I sighed.  Yes, this is a victory of sorts (still only theory, not reality), but what if I can’t deliver?  What if I fail?

“You know,” a colleague told me during another phone conversation, “you are the buzz of the medical community right now.  We talked about you for half an hour at lunch today…and it was all good!”  He went on to use phrases like “our only hope,” and “the way out,” to describe the potential for my practice model.

“No,” I thought, “I am not Obi-Wan.  I’m not your only hope.”  I sighed.  I don’t want that kind of pressure on me before I even see my first patient.  What if I fail?

Even worse: what if I succeed?

One of the main things that separates good clinicians from the rest is the ability to think through contingencies.  When I order a test or prescribe a treatment I have to consider the possible outcomes: if the test shows X, then we do Y; if it shows not-X, then we do Z.  Or, here’s the plan if you get better on the medication, and here’s the plan if you don’t.  The more contingencies I can anticipate and plan for, the more direct the path to the ultimate destination: resolution (or management) of the problem.  I find that my experience in thinking through contingencies serves me well in my current job of building a new and innovative practice.

Obviously, if I fail to get enough patients to support the business, things could get really tough.  I have bills to pay and the evil overlords of college tuition to placate.  The fear of this failure has driven me to spend a large part of most days over the past two months working.  I don’t want to fail and I will bust my butt to prevent that outcome.  The question is not simply, “can I succeed?”  I must also consider the possible consequences of success, and plan how to deal with them.  When I consider those consequences It quickly becomes clear how scary they could be.

Consequence 1: Getting Overwhelmed

This is the easiest danger caused by success to anticipate.  When I open the practice, I may be met with an overwhelming number of people wanting to sign up.  If I open the doors too wide and too many patients become my patients at once, I could have trouble keeping up with demands.  It’s like a restaurant that opens up to a flood of patrons before it is ready to handle the volume.  The result is poorer quality food and longer waits, which could doom the ultimate success of the business.  This is one of the reasons I was nervous when I was contacted by the business about becoming their “company doctor.”  I don’t want to put out a poor quality product.

The solution for this is to open the practice slowly, or have a “soft opening.”  As much as my former patients are banging on my doors to open up, I may be tempted to let people in before I am able to give care that is worthy of their trust.

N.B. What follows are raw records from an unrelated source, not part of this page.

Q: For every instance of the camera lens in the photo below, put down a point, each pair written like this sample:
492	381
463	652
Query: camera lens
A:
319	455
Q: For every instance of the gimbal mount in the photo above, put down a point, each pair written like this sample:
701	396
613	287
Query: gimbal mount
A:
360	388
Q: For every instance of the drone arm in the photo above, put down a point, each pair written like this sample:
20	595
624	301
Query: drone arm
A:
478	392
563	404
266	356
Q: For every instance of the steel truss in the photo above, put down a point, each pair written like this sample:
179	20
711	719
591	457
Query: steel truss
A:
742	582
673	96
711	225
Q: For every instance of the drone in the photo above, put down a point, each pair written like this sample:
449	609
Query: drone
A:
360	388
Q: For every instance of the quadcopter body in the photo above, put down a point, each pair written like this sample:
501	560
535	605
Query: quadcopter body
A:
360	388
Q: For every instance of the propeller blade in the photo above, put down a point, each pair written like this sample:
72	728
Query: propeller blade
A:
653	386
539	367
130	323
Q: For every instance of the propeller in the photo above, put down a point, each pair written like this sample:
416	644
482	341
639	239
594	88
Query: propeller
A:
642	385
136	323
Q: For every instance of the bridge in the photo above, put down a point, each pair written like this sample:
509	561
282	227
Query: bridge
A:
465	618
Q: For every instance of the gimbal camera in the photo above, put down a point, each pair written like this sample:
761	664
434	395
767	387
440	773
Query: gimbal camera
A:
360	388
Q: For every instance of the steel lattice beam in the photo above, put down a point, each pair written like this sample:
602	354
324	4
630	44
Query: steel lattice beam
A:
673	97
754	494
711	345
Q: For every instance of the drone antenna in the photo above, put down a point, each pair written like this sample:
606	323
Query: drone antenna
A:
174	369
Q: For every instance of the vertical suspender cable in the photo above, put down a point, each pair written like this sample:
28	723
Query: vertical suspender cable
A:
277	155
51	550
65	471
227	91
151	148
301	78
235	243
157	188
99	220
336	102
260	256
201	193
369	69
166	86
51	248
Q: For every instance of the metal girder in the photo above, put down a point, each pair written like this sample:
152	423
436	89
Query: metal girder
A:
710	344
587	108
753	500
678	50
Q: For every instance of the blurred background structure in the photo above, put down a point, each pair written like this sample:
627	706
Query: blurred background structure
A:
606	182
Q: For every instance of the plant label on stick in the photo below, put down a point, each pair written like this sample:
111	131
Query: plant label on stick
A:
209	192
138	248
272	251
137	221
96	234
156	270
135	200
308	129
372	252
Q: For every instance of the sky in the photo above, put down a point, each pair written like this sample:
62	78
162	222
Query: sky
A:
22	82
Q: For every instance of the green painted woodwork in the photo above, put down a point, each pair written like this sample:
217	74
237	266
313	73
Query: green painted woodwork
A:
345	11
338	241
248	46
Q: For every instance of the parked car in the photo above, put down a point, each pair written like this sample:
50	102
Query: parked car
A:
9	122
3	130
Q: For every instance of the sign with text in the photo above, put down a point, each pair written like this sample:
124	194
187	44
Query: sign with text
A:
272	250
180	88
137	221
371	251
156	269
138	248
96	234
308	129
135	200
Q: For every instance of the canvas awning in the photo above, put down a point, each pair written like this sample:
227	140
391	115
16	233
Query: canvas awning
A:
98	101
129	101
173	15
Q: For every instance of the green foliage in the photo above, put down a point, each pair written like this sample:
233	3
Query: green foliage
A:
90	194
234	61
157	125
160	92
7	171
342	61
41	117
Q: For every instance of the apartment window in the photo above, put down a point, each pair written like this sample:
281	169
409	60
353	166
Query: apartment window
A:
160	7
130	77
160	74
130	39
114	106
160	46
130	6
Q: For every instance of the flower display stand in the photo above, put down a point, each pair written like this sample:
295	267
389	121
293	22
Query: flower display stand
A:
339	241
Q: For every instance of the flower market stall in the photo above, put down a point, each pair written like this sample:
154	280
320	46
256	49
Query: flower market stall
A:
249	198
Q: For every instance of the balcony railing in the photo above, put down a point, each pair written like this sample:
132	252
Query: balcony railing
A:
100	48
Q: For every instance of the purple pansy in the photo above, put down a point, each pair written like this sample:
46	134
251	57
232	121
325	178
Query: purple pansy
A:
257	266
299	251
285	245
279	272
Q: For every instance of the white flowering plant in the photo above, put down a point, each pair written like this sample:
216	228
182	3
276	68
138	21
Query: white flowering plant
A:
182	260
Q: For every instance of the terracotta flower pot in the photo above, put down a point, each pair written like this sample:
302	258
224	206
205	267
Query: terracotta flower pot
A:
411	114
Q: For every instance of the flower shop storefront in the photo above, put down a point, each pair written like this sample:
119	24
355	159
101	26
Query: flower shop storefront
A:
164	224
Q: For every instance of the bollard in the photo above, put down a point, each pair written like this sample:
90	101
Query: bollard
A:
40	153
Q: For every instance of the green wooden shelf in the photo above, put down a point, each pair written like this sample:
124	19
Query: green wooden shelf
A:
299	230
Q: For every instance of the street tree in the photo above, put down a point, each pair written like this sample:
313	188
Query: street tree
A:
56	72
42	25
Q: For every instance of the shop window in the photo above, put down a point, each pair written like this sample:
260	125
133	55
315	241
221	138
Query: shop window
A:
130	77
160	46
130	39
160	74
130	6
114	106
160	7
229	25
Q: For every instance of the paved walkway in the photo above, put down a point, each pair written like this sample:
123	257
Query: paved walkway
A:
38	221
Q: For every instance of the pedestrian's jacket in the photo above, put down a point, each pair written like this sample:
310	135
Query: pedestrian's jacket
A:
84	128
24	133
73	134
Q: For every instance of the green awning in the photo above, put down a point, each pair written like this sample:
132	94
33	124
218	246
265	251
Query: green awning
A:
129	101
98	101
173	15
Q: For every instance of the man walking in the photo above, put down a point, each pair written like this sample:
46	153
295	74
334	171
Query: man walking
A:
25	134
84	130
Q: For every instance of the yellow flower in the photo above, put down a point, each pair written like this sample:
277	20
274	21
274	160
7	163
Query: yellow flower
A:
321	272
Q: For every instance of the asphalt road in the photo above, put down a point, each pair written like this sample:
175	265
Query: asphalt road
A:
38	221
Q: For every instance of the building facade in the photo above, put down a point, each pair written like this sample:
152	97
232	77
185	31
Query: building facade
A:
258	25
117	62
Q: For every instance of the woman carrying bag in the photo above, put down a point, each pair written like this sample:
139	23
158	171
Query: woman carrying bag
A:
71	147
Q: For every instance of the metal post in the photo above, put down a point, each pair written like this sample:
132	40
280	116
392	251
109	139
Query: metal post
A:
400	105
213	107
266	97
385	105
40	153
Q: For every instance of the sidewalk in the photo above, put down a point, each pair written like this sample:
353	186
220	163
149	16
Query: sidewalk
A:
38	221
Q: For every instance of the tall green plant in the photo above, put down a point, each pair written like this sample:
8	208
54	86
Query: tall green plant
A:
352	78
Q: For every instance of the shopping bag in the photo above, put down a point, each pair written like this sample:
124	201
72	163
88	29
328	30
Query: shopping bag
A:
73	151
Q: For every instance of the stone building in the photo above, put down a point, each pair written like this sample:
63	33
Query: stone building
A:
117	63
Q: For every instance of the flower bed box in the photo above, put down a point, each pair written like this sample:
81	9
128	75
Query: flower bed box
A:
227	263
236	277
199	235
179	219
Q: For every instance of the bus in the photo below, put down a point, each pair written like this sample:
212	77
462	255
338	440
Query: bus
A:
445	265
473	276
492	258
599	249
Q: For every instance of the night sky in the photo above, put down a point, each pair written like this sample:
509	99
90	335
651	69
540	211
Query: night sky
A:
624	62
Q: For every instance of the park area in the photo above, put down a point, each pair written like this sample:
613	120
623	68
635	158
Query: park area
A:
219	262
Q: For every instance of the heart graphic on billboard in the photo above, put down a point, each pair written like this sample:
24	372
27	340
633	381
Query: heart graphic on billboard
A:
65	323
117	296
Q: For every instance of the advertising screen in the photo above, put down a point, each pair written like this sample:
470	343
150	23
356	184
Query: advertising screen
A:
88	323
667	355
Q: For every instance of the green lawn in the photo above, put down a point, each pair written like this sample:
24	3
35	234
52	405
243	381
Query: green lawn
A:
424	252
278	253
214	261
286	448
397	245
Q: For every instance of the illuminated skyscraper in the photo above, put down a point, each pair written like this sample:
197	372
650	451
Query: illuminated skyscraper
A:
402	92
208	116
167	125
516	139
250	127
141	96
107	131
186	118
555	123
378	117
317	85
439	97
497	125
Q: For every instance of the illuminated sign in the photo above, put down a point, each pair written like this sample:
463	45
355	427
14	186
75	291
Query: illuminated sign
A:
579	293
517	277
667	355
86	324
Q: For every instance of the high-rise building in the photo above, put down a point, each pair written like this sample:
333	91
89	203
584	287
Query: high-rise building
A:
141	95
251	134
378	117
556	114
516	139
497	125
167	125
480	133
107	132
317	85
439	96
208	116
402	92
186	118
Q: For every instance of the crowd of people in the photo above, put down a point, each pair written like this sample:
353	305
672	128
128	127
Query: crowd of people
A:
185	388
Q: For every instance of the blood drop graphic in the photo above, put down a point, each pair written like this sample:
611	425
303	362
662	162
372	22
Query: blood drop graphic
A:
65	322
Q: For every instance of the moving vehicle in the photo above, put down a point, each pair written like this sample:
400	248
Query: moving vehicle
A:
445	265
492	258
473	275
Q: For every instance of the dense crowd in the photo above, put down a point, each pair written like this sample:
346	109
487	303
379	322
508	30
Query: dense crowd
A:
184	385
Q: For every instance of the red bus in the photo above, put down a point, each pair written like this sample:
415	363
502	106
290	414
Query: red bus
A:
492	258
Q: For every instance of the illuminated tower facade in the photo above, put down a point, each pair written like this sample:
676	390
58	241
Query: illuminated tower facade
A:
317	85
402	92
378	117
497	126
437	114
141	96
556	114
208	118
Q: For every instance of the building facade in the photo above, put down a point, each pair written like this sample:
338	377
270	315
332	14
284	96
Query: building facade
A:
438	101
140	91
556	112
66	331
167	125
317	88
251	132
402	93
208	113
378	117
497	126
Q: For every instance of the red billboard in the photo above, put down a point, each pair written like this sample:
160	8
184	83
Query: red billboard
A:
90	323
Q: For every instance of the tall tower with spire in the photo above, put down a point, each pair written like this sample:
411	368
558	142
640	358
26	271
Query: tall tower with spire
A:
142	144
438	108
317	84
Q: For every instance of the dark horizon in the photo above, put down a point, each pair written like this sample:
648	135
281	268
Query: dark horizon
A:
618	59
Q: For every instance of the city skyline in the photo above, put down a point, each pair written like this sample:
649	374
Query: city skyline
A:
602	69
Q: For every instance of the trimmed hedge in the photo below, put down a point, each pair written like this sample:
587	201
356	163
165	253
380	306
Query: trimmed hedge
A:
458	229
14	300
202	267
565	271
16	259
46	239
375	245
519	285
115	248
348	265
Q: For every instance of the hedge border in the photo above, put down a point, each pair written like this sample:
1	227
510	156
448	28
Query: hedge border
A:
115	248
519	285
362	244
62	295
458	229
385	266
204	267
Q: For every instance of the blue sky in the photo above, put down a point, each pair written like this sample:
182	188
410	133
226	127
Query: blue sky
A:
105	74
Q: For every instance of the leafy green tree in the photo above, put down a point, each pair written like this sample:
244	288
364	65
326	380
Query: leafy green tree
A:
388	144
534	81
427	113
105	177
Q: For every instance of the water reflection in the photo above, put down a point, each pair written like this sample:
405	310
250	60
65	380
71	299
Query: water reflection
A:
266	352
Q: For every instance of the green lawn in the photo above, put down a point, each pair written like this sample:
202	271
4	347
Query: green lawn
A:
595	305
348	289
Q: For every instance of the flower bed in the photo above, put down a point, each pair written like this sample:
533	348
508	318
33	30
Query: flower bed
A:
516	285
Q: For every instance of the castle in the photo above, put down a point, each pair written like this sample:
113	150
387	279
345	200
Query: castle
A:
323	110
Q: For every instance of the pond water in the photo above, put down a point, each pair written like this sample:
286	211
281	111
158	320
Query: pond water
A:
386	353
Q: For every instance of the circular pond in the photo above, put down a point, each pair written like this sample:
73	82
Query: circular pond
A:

Consequence 2: Getting Distracted

I had the husband of a patient pay me an off-handed compliment after hearing my presentation about my new practice: “So when you become real successful in this, how long will it be until you don’t have time to see patients any more?”  I appreciated use of the word “when” rather than “if” in his question.  He not only saw the merit in the idea of what I was doing, he saw the potential for building a big business on this idea.

My answer was simple (and perhaps  somewhat over-confident): “Never,” I said.  ”I am leaving my old job so I can do what I love: see patients.  I am not going to allow this business to take me away from the very reason I started it.”

Others have suggested starting a franchise, writing books, or making money as a consultant for practices who want to follow my path.  I hate this, not only because I haven’t seen a single patient or gotten a single check (and thus have the practice equivalent of vapor-ware), but because I see this as a real possibility.  The solution to this will largely depend on the people who I end up working with.  If I hire well (which is not an easy thing by any stretch), then I can delegate to people worthy of those tasks.  But I am not a micro-manager (unlike most docs), so my temptation will be to get lazy and put too much in the hands of people who haven’t shown they deserve that trust.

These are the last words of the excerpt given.